I'd say that calling scope, destructors etc. on Error being thrown is the most _useful_ thing in all cases. If you realy-realy afraid of memory corruption killing sensitive data, taking control of OS and so on -  you just catch Errors early on inside such sensitive functions. And call C's abort(). And that's it.
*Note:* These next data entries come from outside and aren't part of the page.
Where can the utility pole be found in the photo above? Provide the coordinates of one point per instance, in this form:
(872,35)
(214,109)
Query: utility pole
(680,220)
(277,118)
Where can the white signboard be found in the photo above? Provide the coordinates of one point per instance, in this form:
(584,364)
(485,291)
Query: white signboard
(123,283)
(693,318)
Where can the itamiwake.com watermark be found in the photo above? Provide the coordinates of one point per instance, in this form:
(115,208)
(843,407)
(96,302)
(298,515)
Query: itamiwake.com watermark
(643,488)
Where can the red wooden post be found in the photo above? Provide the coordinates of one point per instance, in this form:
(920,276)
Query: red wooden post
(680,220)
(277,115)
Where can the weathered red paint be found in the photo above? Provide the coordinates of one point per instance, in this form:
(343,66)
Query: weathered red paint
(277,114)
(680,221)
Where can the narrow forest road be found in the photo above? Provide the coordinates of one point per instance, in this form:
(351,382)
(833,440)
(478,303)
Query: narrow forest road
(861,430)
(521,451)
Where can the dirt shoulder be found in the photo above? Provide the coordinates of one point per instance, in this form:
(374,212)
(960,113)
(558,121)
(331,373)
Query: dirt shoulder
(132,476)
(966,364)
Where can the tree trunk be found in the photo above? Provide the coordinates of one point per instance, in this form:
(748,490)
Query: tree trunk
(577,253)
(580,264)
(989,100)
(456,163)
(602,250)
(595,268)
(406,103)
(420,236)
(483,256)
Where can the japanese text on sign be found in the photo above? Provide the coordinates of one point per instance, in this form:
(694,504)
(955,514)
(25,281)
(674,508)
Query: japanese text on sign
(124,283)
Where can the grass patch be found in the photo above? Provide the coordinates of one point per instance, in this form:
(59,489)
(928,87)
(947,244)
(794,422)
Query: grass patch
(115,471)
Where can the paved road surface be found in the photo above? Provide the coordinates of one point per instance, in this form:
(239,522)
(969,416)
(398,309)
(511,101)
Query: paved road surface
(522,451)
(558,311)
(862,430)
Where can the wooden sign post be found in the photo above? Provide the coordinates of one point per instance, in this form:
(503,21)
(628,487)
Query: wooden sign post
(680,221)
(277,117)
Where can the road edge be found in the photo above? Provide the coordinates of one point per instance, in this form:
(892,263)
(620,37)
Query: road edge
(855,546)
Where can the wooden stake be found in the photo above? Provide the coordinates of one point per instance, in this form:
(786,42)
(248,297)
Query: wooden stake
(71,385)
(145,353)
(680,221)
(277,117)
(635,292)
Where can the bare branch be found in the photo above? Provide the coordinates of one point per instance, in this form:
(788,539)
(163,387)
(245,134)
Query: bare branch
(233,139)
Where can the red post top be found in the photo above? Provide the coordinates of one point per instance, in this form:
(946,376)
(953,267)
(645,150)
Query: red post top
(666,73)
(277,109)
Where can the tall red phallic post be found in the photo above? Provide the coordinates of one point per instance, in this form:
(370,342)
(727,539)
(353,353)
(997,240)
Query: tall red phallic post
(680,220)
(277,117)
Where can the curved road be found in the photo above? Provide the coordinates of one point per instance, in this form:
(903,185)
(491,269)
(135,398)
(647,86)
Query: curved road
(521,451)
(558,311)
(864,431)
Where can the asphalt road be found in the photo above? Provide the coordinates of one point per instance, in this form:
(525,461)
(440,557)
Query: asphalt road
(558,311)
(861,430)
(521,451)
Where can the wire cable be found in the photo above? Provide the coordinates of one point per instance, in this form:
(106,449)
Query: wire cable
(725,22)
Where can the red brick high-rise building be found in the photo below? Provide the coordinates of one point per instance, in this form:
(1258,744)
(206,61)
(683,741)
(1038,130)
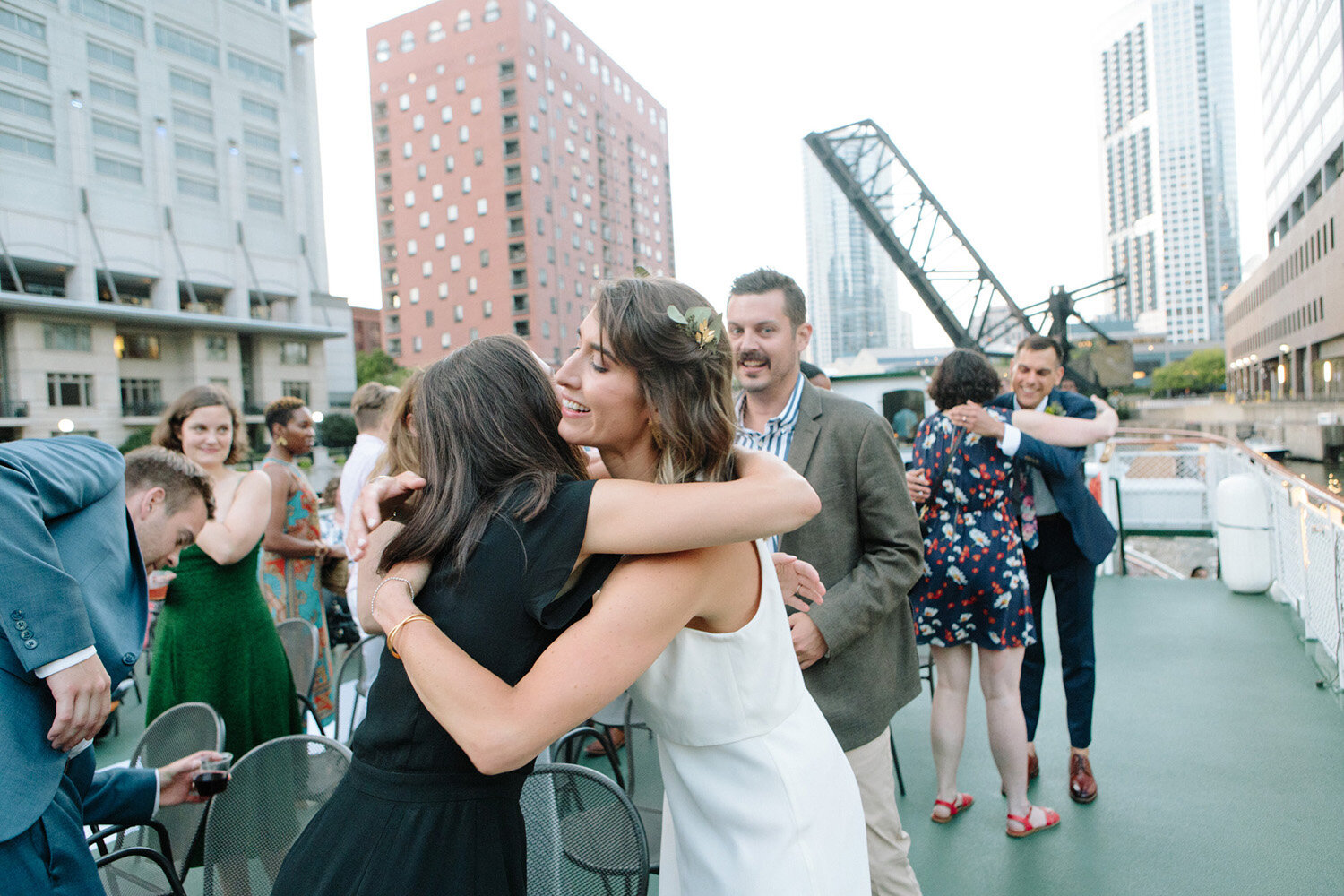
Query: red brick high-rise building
(516,166)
Let's make common and hard case default and automatic plz.

-- 
Dmitry Olshansky

On Wed, 30 May 2012 11:47:34 -0400, Jens Mueller <jens.k.mueller@gmx.de> wrote:

> Steven Schveighoffer wrote:

>> case 2:
>>
>> int main(string[] args)
>> {
>>    writeln(invert(to!double(args[1])); // clearly a catchable error
>> }
>
> This should be
> int main(string[] args)
> {
>    auto arg = to!double(args[1]);
>    enforce(arg != 0);
>    writeln(invert(arg));
> }
>
> The enforce is needed because args[1] is user input. If the programmer
> controlled the value of arg and believes arg != 0 always holds then no
> enforce would be needed.
>
> Doesn't this make sense?

Yes and no.  Yes, the ultimate result of what you wrote is the desired functionality.  But no, I don't think you have properly solved the problem.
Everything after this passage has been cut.